Nano-crystalline diamond and microcrystalline diamond films have been separately deposited on chemically treated titanium alloy (Ti6Al4V) substrates from methane/hydrogen (CH4/H2) gas mixture, using hot filament chemical vapor deposition technique. The coatings have architecture of Ti6Al4V/NCD and Ti6Al4V/MCD. The as grown nano-crystalline diamond and microcrystalline diamond films were characterized using high resolution scanning electron microscope and Raman's spectroscopy.
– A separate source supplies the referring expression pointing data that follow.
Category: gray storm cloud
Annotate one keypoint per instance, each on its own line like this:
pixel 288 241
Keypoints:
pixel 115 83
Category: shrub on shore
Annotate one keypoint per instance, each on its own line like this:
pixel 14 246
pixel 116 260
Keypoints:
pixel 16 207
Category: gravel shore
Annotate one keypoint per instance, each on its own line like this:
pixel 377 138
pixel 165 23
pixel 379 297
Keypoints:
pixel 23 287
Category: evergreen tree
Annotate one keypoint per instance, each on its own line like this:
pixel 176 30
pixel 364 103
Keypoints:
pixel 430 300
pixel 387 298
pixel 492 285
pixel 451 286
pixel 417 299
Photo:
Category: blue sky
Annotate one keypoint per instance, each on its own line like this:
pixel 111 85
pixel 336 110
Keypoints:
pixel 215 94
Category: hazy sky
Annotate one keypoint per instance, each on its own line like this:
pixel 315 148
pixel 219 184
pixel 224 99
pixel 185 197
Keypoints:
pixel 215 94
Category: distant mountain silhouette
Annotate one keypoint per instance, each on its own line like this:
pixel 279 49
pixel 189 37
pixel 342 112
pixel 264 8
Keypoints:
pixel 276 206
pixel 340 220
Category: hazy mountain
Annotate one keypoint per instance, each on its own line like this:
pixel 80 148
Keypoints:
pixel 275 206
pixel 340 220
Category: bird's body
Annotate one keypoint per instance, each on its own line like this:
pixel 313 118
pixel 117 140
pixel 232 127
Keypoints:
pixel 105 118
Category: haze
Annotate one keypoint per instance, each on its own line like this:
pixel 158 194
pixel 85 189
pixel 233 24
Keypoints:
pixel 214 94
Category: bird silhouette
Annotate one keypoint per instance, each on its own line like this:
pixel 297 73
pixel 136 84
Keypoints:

The residual stresses along the surface of nano-crystalline diamond coatings and micro-crystalline diamond coatings are compressive in nature as shown by the Raman spectroscopy. Nanoindentation tests were also conducted using Berkovich nanoindenter for the purpose of measurement of hardness and elastic modulus values. The indentation depth for microcrystalline diamond coating was 65 nm, whereas for nanocrystalline diamond coating, it was 72 nm. Microcrystalline diamond and nanocrystalline diamond coatings have yielded the super-hardness of ~55 G Pa and ~38 G Pa respectively. The average coefficient of friction of microcrystalline diamond and nanocrystalline diamond coatings decrease from 0.305-0.27 to 0.068-0.053, respectively, when the load is increased from 1 N to 10 N. However, for conventional Ti6Al4V substrate the average coefficient of friction changes from 0.625 to 0.38 under the same input conditions.